Georgia searching for knots on Lady Pelly

An Arctic Hare in front of the latrine


A Baird's Sandpiper on Lady Pelly


Michael straining coffee with a new sock after we forgot the coffee pot!



Sunday, July 1, 2007

Canada - Victoria Island, Nunavut, Saturday, June 30, 2007


Our camp lies at the base of Mt. Pelly, about 12 miles north of Cambridge Bay. More a big hill than a mountain, Mt. Pelly nevertheless imposes a mighty presence in this large flat landscape. Imagine a steep mound rising ominously out of the tundra like a giant being with it own wildlife community clinging to its sides: peregrine falcons, ravens, rough-legged hawks, American pipits, horned larks and rock ptarmigans have been seen on Mt Pelly for as long as people have been recording wildlife. No doubt they were here long before people first came to this land. Standing on the mountain’s slopes, one cannot fail to be awed by the endless pattern of tundra and water stretching unbroken in all directions. Mt Pelly looms large in the mythology of the Inuit of this region, but any person of faith can feel the presence of the divine.

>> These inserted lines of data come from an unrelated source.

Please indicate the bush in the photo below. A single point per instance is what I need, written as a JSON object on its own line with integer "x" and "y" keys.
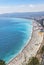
{"x": 33, "y": 61}
{"x": 42, "y": 49}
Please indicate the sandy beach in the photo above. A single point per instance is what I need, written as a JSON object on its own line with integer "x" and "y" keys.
{"x": 31, "y": 48}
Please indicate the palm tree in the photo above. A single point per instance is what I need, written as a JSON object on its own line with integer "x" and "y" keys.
{"x": 2, "y": 62}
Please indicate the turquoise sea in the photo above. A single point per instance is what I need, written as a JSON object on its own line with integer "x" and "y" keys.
{"x": 14, "y": 34}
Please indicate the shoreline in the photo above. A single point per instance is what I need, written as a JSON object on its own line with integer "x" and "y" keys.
{"x": 29, "y": 50}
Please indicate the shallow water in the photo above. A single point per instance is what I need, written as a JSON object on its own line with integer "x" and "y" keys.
{"x": 14, "y": 33}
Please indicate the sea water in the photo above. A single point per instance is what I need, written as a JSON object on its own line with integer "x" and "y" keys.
{"x": 14, "y": 33}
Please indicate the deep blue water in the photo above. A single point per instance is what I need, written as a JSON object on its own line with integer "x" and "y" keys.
{"x": 14, "y": 33}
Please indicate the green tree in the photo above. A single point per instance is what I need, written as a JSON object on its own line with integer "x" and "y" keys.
{"x": 33, "y": 61}
{"x": 2, "y": 62}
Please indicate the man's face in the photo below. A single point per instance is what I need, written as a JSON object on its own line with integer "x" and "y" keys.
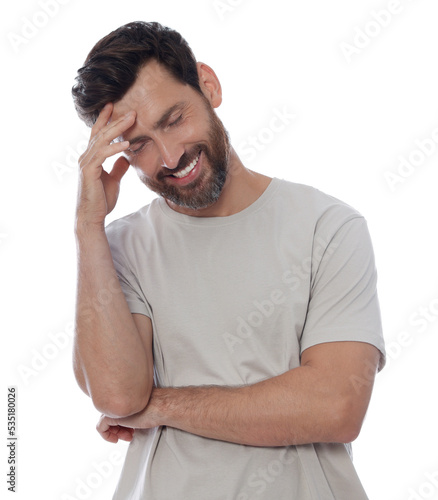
{"x": 179, "y": 146}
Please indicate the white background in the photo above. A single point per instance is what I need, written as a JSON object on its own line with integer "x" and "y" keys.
{"x": 354, "y": 117}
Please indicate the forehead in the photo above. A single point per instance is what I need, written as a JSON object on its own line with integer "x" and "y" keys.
{"x": 154, "y": 89}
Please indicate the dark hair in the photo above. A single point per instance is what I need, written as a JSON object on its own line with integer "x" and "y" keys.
{"x": 113, "y": 64}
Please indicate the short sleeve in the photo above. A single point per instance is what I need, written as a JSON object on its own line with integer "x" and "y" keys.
{"x": 343, "y": 304}
{"x": 132, "y": 292}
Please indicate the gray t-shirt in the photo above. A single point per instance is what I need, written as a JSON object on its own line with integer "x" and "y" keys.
{"x": 236, "y": 300}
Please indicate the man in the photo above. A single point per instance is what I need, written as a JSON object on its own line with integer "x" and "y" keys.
{"x": 253, "y": 300}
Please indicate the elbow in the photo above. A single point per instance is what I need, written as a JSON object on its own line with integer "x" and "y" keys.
{"x": 347, "y": 423}
{"x": 119, "y": 406}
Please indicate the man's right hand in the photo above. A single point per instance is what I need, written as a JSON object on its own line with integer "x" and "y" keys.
{"x": 98, "y": 190}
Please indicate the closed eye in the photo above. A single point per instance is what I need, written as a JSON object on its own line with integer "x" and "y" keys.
{"x": 139, "y": 149}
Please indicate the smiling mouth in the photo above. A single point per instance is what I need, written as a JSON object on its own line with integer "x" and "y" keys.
{"x": 184, "y": 173}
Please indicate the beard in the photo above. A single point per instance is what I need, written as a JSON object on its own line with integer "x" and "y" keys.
{"x": 207, "y": 187}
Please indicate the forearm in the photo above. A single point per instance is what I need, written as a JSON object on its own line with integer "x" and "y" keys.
{"x": 297, "y": 407}
{"x": 109, "y": 357}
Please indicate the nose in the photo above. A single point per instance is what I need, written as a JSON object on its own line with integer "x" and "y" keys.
{"x": 170, "y": 152}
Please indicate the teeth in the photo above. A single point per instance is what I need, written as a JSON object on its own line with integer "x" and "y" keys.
{"x": 187, "y": 170}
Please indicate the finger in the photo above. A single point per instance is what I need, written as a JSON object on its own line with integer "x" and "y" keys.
{"x": 119, "y": 169}
{"x": 103, "y": 117}
{"x": 125, "y": 433}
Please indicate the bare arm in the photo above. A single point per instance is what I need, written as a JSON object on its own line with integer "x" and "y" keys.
{"x": 323, "y": 400}
{"x": 112, "y": 348}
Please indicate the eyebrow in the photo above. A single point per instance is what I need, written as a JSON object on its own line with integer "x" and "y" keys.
{"x": 159, "y": 123}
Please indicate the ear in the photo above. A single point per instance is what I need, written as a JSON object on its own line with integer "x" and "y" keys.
{"x": 210, "y": 84}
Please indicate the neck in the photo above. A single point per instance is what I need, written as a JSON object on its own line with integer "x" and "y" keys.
{"x": 242, "y": 188}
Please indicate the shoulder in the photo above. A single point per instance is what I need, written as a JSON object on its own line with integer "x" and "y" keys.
{"x": 313, "y": 206}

Our camp on the slopes of Mt Pelly

Musk Ox family


Arctic hare


Red knots are another of the creatures that are known to live on the slopes of Mt Pelly. The mountain top is just high enough for the winds to preclude all but the hardiest of vegetation. There, mainly Arctic Avens and scattered grasses cover 1-20% of the ground. It is exactly the same habitat as that in which we found knots on Southampton and King William Islands, just like the places where we’ve relocated most of our knots with radio transmitters. It is also the place where nests have been found by other people as recently as 2003. Although the mountain-top seems the most likely place to find knots, we will also search the surrounding land. Some areas look promising while others do not seem to be, however we need to be aware that the habitat that knots use may vary from place to place.

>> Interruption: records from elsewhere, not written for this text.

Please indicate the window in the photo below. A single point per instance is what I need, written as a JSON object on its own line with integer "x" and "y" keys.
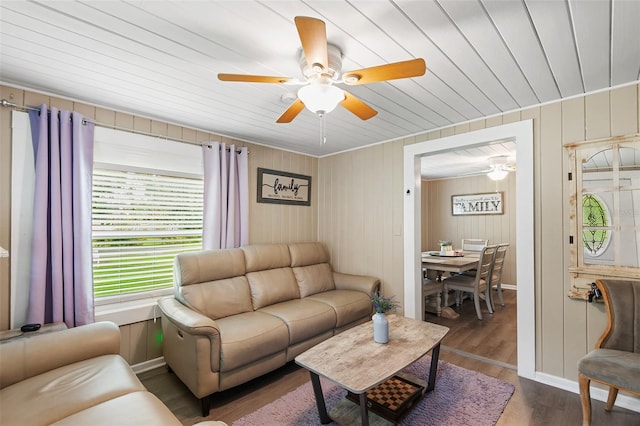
{"x": 605, "y": 185}
{"x": 140, "y": 222}
{"x": 147, "y": 207}
{"x": 595, "y": 220}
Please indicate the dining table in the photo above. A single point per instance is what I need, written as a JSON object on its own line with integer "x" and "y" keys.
{"x": 458, "y": 263}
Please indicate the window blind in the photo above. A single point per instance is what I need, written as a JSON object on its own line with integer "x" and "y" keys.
{"x": 140, "y": 222}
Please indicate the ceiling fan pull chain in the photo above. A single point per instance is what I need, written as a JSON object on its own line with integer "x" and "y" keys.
{"x": 323, "y": 137}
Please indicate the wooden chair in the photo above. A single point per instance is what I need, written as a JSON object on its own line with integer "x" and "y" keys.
{"x": 496, "y": 271}
{"x": 615, "y": 361}
{"x": 431, "y": 293}
{"x": 475, "y": 285}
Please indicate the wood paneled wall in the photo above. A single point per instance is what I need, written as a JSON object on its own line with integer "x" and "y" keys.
{"x": 440, "y": 224}
{"x": 141, "y": 341}
{"x": 365, "y": 232}
{"x": 268, "y": 222}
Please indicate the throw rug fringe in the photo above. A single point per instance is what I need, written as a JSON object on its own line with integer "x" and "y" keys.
{"x": 461, "y": 397}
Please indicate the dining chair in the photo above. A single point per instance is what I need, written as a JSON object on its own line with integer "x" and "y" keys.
{"x": 474, "y": 285}
{"x": 431, "y": 293}
{"x": 496, "y": 271}
{"x": 615, "y": 361}
{"x": 472, "y": 247}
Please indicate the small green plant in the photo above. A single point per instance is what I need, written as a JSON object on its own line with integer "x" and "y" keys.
{"x": 383, "y": 304}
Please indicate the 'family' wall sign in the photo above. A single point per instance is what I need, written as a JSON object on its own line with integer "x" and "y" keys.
{"x": 283, "y": 188}
{"x": 489, "y": 203}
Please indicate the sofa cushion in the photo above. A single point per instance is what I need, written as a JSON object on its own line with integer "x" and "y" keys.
{"x": 259, "y": 257}
{"x": 61, "y": 392}
{"x": 136, "y": 408}
{"x": 272, "y": 286}
{"x": 208, "y": 265}
{"x": 613, "y": 366}
{"x": 314, "y": 279}
{"x": 250, "y": 336}
{"x": 304, "y": 318}
{"x": 349, "y": 305}
{"x": 218, "y": 299}
{"x": 303, "y": 254}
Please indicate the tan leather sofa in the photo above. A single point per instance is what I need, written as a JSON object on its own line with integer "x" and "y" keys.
{"x": 74, "y": 377}
{"x": 240, "y": 313}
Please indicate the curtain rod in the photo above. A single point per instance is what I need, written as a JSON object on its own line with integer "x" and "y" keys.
{"x": 6, "y": 104}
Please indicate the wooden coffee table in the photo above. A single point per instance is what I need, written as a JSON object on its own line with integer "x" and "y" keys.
{"x": 353, "y": 361}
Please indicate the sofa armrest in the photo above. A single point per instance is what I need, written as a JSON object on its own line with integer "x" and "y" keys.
{"x": 28, "y": 356}
{"x": 191, "y": 346}
{"x": 363, "y": 283}
{"x": 187, "y": 319}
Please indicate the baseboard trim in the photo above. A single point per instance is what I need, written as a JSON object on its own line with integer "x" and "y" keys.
{"x": 148, "y": 365}
{"x": 623, "y": 400}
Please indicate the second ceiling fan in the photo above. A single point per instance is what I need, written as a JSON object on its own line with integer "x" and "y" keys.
{"x": 321, "y": 65}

But we had no luck. Our team, Jerry and Gwen, Mark and Georgia, Bruce, Mandy and I, systematically combed the pate of the mountain to no avail. Then we moved further down to areas that seemed to offer habitat that was less than prime, but still there were no knots. We had always regarded those areas as a long shot, so our failure to find knots there was not surprising. Jerry and Gwen had searched part of the mountain the day before the rest of us arrived and found no evidence that knots were present. They are expert birders and wouldn’t have missed them if they had been there. We have therefore come to the firm conclusion that no knots are nesting on Mt Pelly this year.

Does this mean that the knot population of the Cambridge Bay area has fallen? By itself: not necessarily, but it does highlight the difficulties of our venture. When we first started coming to the Arctic in 1998, the peak counts of knots in Delaware Bay was over 50,000; this year it was only 12,500. At our last study area on Southampton Island the number of pairs fell from eleven in 2000 to two in 2004. Since then the Delaware Bay peak count has dropped further, so now we would be lucky to find any knots breeding there.

Keep in mind that red knots occur at low densities in the Arctic, even when population levels are high. They are found in bleak arctic deserts; stony areas with sparse vegetation. Sometimes, when snowmelt is late, they are confined to snow-free ridges like the eskers on Southampton Island, but even then there may be only one nest per kilometer of esker. In our old study area, the highest density we recorded was 1.2 nests per square kilometer, but it dropped six-fold to 0.2 nests per sq kilometer. Here on Mt Pelly only one nest was found in 2003, but the area of habitat is quite small so the density would have been relatively high; but at that time the total knot population was double what it is now.

Over the next few days we will range out over the area around Cambridge Bay; but it looks as if it is going to be a tough job finding knots.